Vale has shown “interested parties” around other mining assets in Brazil, according to sources, but Furnas is the only asset it has formally tendered for sale. It recently rebuffed reports that it is planning a $10bn streaming deal with Chinese groups, but is under pressure to raise cash. Chief executive Murilo Ferreira has sold over $10bn of assets since 2011 and net debt is still sitting at a record high, as the group invests heavily to build new mines. Vale has spent $6.7bn in the last twelve months on capital investment, down from a peak of $16bn in 2012.
The company opened its Sossego copper mine in the Carajas district in 2004 and its Salobo mine in 2012. Furnas was the next copper mine in its pipeline, but the company is struggling under a debt load of $27.9bn at the end of last quarter, up from $24.9bn in 2015.
Furnas is unlikely to register on Vale's balance sheet, but would be a major deal for a smaller company. Limited public data has been released about the deposit, but GSM Geophysics, a mining firm in Rio de Janeiro, published a paper last year including data on the deposit, having had access to Vale's internal technical reports. Mineralisation at Furnas is 60m thick, according to drilling in 2011, extending from surface to a depth of at least 1,350 metres. In analyst presentations, Vale has labelled Furnas as one of the biggest deposits in its “copper province”. Sources say it is as big as Sossego, which produces over 100,000 copper tonnes per annum.

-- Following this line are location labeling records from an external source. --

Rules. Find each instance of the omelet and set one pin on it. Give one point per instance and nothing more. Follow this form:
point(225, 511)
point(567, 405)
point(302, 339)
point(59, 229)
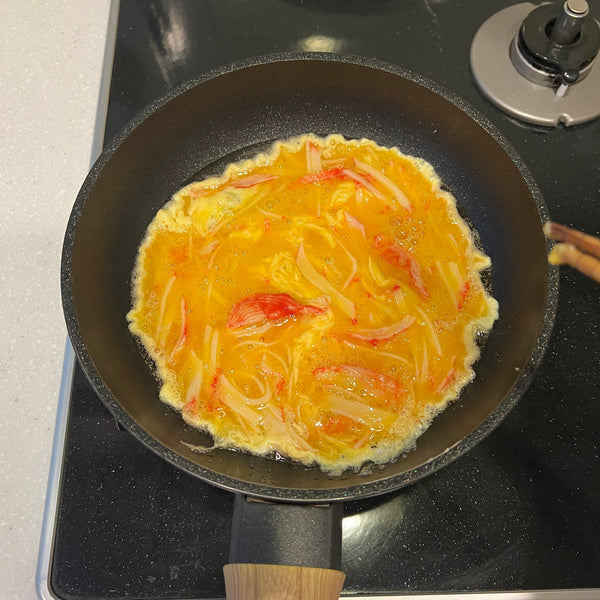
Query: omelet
point(321, 302)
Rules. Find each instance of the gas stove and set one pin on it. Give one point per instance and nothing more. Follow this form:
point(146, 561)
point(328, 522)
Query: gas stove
point(517, 517)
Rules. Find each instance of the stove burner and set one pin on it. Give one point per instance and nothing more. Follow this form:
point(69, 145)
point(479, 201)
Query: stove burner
point(535, 63)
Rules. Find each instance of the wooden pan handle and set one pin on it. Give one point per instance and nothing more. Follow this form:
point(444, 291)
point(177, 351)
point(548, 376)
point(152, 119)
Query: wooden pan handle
point(279, 582)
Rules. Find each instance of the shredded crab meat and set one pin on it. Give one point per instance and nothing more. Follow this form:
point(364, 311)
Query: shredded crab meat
point(320, 301)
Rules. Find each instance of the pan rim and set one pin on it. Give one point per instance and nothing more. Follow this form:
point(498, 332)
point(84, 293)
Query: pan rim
point(336, 492)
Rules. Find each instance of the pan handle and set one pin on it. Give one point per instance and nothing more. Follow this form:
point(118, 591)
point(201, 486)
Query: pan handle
point(285, 551)
point(262, 582)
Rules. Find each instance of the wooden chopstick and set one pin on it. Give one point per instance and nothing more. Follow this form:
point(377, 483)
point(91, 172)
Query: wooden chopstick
point(576, 249)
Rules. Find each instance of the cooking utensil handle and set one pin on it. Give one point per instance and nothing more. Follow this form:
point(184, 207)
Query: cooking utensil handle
point(265, 582)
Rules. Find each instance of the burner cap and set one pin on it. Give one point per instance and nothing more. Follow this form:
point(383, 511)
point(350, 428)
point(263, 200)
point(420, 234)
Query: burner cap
point(520, 66)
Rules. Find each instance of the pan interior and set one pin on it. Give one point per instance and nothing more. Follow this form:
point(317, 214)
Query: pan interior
point(232, 115)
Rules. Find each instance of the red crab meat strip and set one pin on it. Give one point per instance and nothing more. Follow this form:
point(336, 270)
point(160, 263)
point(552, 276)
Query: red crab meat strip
point(333, 173)
point(267, 307)
point(395, 254)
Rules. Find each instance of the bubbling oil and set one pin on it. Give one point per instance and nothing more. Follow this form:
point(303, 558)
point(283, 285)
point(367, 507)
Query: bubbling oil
point(321, 301)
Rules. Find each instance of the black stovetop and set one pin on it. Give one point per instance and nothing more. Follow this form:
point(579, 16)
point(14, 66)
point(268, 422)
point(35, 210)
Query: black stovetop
point(520, 511)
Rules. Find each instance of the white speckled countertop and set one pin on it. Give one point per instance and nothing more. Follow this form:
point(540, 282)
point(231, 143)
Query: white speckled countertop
point(50, 63)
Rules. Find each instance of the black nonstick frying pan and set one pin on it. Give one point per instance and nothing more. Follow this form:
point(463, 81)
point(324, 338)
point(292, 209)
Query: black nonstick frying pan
point(234, 112)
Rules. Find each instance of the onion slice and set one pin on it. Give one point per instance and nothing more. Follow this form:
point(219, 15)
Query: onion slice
point(381, 334)
point(323, 285)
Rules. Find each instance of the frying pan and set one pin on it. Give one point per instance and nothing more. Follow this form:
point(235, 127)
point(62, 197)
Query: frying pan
point(236, 111)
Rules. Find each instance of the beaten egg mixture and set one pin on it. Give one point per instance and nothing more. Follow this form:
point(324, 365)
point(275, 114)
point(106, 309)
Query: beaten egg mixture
point(321, 301)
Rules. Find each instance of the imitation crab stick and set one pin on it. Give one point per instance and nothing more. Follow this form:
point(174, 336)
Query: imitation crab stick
point(396, 255)
point(267, 307)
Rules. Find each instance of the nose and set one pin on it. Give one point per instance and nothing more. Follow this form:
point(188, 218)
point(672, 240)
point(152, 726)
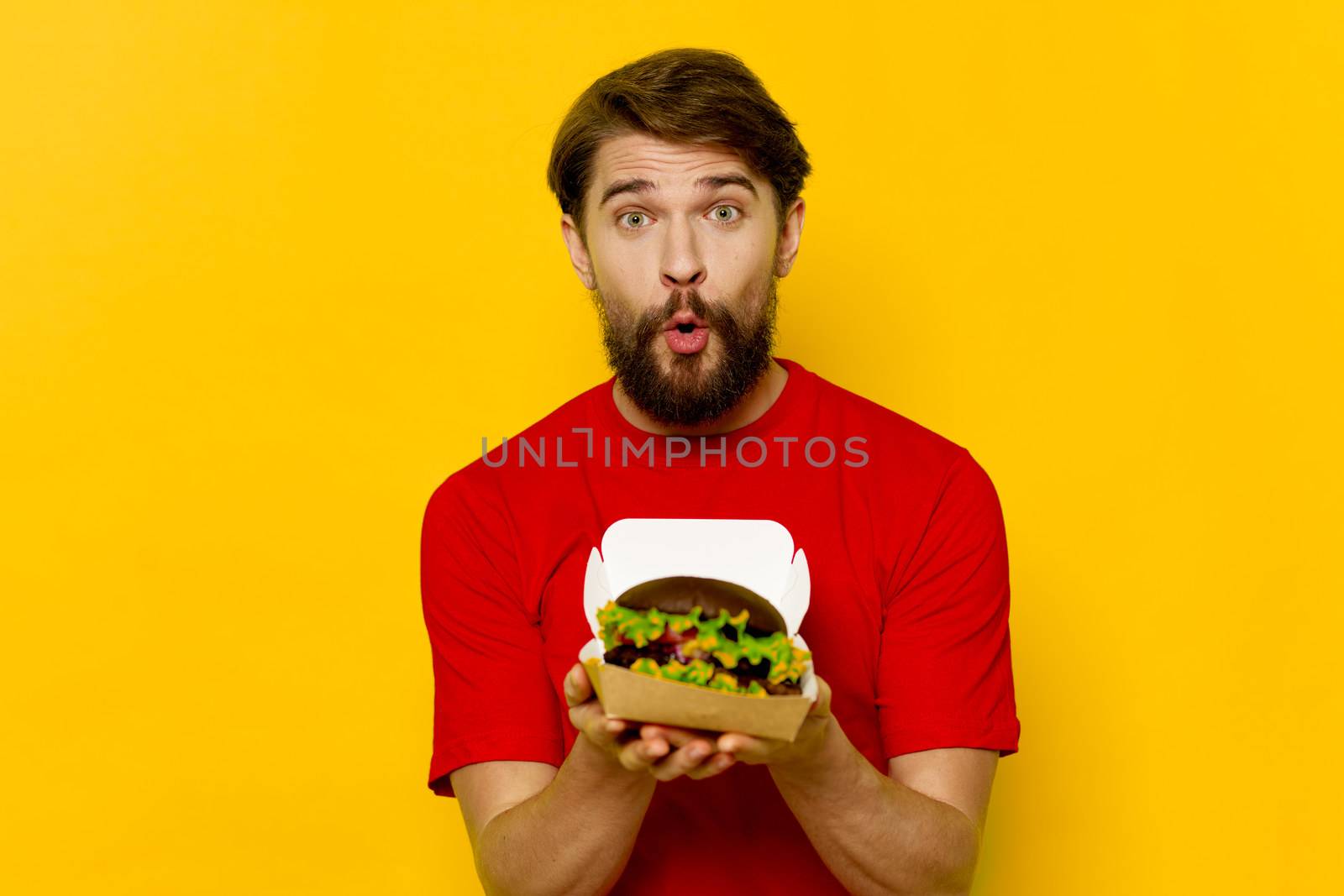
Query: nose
point(682, 264)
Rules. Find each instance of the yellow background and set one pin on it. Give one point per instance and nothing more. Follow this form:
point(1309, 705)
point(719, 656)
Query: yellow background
point(269, 270)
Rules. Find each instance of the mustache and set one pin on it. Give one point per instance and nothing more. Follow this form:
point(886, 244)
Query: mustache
point(712, 313)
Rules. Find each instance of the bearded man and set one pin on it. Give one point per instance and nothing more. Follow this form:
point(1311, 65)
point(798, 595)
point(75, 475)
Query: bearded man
point(679, 181)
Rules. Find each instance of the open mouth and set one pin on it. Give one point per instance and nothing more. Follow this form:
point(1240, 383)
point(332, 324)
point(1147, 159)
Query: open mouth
point(685, 322)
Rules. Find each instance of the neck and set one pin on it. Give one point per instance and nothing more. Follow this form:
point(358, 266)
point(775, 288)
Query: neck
point(752, 406)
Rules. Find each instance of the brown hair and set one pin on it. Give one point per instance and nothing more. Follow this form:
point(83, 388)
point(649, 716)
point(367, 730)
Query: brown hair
point(680, 96)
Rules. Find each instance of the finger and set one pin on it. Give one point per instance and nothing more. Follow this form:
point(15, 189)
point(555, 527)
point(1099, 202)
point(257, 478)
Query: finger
point(717, 763)
point(745, 747)
point(577, 685)
point(683, 761)
point(595, 725)
point(678, 736)
point(642, 754)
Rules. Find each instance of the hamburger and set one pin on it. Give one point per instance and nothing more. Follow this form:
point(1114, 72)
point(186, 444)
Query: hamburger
point(706, 633)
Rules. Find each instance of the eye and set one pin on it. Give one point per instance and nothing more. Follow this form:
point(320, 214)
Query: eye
point(726, 214)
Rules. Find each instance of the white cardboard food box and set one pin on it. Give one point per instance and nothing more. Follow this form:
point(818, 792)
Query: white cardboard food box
point(756, 553)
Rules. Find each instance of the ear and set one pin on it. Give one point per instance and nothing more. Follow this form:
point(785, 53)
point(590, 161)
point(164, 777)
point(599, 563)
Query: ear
point(578, 251)
point(790, 238)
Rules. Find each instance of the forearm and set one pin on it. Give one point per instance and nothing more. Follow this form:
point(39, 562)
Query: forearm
point(875, 835)
point(571, 837)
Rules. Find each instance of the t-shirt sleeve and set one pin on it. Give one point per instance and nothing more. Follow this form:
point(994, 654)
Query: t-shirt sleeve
point(492, 696)
point(945, 665)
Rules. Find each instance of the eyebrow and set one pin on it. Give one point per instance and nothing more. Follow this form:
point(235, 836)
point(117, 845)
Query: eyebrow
point(643, 186)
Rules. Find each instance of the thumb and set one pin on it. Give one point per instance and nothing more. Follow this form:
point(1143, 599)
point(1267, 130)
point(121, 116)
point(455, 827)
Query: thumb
point(577, 687)
point(822, 705)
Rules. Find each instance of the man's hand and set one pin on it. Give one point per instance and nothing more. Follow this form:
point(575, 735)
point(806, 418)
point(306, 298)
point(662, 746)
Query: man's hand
point(779, 752)
point(663, 752)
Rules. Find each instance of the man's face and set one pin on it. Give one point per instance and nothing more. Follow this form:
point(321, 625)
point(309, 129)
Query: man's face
point(682, 259)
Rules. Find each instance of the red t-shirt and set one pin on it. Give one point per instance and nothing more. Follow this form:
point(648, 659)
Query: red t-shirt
point(907, 621)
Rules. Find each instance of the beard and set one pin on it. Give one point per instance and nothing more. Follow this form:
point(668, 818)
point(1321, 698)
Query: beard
point(694, 390)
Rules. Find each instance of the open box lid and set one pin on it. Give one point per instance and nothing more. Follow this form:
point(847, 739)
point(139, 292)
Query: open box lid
point(756, 553)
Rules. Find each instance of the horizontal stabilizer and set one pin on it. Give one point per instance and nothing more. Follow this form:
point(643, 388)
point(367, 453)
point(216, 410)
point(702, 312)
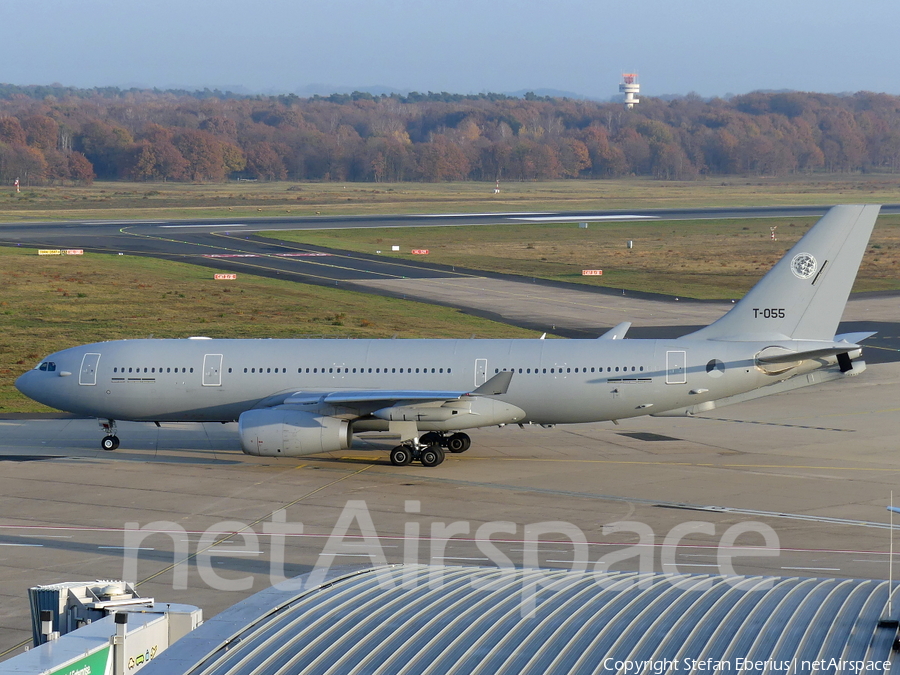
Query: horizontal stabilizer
point(616, 333)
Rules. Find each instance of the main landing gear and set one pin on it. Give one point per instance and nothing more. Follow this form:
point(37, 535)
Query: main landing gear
point(110, 441)
point(430, 449)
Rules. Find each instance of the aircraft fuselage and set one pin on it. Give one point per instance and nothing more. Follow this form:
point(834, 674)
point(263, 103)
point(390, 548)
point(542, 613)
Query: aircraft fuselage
point(554, 381)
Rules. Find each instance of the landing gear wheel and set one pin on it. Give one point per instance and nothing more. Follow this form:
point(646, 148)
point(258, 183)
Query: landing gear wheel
point(459, 443)
point(401, 455)
point(431, 438)
point(432, 456)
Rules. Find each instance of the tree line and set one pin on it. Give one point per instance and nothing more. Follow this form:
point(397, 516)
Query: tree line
point(55, 134)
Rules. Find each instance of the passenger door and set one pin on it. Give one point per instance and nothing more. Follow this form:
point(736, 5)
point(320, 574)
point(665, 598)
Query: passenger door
point(212, 370)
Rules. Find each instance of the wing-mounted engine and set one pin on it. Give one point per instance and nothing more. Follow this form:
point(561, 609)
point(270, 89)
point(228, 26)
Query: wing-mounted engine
point(284, 432)
point(466, 413)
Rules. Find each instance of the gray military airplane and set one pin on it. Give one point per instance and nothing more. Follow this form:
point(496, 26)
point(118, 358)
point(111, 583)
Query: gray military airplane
point(301, 397)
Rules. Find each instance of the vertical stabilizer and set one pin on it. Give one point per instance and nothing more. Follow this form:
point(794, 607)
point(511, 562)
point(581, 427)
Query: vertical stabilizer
point(804, 295)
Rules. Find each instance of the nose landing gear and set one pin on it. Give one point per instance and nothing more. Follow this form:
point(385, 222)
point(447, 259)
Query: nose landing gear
point(110, 441)
point(455, 443)
point(429, 449)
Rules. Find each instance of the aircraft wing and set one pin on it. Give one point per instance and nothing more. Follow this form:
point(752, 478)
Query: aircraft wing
point(841, 345)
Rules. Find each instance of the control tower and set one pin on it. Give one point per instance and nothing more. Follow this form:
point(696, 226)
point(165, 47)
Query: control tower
point(630, 88)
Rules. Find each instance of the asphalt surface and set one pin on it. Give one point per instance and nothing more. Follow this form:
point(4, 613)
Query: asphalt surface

Avanco has a Portuguese-speaking board and a “good relationship with Vale”, says one source involved in the bidding process, but “doing transactions with large companies can be painfully slow.”
Vale has tried to sell-off infrastructure assets before mining interests, to ring-fence its core operations and avoid selling into a depressed market. Ferreira has told Reuters that he is delaying a sale of the group's base metals business in Canada, which cost the company over $19bn in 2004, until the nickel price recovers. But Vale has sold off smaller operations at valuations close to distressed. In 2013, it sold its Tres Valles copper mine in Chile to a local firm for $25m, having pumped $140m into the operation.
Avanco is backed by private equity groups Appian and Greenstone and fund manager BlackRock, which holds 13 per cent of the stock. BlackRock's mining fund manager, Evy Hambro, flew to Brazil earlier this year for Avanco's mine opening. He is “a very strong follower” of the company, according to sources on the trip, and has previously funded companies looking to roll-up assets, backstopping a deal bonanaza by gold miner Northern Star in Australia three years ago. Avanco declined to comment.